You know how there are no jobs in history this year? Well, unfortunately for me, my friends who are Associate Professors are finding jobs and leaving Colorado! I’m happy for them and all of the new challenges and opportunities that they’ll face in their new jobs and new lives, but really: where is their consideration? Clearly, they haven’t been thinking about me at all! Seriously: I’m looking at three friends moving out of state this summer, and a fourth friend who teaches here is shopping for apartments three states away! (This is why I’m posting a photo of the sad monkey today. The sad monkey is me!)

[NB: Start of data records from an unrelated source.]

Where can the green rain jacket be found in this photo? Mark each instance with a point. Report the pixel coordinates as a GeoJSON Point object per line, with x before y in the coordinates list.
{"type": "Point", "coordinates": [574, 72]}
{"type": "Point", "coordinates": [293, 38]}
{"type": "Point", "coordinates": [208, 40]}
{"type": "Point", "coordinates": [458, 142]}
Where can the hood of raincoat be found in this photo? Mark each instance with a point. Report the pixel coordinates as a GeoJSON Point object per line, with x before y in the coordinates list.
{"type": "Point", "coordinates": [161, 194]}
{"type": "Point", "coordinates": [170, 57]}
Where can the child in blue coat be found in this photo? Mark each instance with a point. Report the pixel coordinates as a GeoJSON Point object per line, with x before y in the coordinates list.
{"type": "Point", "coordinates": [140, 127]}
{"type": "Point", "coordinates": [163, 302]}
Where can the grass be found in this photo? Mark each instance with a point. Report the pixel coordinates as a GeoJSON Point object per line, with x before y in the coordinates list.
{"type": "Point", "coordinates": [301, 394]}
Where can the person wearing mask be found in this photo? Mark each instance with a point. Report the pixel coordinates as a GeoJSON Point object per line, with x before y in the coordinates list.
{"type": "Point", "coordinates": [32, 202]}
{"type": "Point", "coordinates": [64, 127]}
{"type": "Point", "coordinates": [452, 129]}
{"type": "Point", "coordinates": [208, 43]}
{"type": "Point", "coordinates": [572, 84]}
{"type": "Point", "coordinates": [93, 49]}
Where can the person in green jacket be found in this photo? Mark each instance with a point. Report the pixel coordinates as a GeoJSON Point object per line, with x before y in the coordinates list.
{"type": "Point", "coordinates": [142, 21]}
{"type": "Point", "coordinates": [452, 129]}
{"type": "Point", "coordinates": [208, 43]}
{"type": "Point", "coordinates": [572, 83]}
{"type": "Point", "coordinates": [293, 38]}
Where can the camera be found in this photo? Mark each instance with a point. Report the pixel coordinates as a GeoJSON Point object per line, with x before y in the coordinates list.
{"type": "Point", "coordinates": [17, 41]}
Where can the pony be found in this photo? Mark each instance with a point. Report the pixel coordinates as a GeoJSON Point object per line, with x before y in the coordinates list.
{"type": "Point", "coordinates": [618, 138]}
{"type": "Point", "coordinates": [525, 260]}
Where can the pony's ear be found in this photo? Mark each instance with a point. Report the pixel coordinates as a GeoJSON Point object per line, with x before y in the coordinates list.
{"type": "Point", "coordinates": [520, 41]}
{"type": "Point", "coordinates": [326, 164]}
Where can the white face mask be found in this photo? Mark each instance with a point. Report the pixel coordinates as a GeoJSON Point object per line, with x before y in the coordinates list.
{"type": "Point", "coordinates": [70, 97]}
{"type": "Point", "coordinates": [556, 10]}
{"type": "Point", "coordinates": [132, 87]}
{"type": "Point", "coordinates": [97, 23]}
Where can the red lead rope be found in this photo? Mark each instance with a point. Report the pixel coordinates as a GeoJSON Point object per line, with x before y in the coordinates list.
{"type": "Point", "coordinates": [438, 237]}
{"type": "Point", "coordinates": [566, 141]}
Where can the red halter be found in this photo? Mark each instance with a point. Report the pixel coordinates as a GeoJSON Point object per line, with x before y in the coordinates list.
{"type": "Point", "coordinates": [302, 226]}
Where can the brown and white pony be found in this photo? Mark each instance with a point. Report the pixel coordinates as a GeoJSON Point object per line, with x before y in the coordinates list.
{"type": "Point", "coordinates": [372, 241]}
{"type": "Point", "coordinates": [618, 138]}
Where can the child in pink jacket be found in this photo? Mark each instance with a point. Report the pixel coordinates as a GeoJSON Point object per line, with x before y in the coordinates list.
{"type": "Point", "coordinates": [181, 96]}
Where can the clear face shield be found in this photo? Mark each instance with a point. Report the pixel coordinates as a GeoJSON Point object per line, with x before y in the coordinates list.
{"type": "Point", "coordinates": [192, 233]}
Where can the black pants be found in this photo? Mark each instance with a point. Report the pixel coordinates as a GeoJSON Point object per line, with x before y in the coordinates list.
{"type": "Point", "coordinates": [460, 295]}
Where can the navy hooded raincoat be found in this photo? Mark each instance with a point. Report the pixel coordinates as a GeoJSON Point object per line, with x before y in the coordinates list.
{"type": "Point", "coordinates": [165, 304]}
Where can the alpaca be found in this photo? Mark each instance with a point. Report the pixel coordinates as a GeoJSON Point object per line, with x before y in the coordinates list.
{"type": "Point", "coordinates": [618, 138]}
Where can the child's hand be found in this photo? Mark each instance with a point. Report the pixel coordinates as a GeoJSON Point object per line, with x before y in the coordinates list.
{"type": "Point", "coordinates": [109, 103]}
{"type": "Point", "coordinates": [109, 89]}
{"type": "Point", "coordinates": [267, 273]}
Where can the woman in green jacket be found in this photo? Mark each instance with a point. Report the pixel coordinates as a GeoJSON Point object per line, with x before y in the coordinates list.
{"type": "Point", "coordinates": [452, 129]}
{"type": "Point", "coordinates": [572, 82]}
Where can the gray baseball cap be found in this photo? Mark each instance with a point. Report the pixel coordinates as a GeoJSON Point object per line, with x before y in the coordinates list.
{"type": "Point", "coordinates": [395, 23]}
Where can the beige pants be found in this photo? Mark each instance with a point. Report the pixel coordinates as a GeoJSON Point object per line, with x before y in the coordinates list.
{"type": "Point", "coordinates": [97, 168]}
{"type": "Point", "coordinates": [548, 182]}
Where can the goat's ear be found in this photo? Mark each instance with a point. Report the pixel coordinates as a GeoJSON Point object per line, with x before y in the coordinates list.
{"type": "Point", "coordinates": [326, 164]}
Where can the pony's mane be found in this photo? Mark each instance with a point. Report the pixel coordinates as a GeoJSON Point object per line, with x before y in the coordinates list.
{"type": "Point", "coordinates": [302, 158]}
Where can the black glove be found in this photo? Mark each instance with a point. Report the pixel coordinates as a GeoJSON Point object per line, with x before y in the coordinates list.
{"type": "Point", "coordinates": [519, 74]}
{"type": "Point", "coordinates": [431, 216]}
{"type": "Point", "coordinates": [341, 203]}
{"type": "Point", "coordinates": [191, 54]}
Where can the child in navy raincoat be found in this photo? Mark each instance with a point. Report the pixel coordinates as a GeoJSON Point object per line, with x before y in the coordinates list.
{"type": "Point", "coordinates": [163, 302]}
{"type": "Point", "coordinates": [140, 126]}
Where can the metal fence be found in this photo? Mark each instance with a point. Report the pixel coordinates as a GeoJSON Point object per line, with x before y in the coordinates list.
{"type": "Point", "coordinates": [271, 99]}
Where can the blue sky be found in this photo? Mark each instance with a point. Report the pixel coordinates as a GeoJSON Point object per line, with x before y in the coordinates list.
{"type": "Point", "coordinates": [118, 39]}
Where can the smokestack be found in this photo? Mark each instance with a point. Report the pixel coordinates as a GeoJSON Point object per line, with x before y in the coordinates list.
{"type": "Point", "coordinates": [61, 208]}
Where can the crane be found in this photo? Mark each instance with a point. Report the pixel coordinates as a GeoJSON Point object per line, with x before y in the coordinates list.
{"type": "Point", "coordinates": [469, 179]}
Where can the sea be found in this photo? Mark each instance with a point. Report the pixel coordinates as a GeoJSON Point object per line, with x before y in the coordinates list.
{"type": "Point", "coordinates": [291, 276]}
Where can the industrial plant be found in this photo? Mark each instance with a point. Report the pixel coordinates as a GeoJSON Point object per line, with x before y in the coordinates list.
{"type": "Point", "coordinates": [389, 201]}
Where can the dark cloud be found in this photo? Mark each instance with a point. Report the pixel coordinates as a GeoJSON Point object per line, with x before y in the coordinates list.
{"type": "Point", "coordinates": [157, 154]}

I’ve written here before about how the academic life’s peripatetic nature means always leaving friends behind. Well, I’m now officially the friend who is being left behind! I guess that’s a lesson to remember: things change even when you stay in place. I love having so many readers and commenters here–but it’s not like I can have a cup of coffee with you whenever I want to and get your advice about my research, or you could ask for my help with yours, or like I could walk your dogs for you, or stay up late with you over a bottle of wine.
There is a point to this post, aside from indulging my self-pity: I’ve noticed a lot more movement at the Associate level in history hires in the past five or ten years than I was led to believe existed 15 or 20 years ago. I’ve been invited to apply for some jobs at the Associate level, too. When I was in graduate school and making my first forays onto the job market, the conventional wisdom was that all of the movement was at the Assistant Professor level, and that if you were tenured somewhere you were pretty much stuck there unless and until you turned into a “star” who was recruited somewhere else at the full Professor rank. Are any of you seeing the same thing? What about other disciplines? What’s up with this?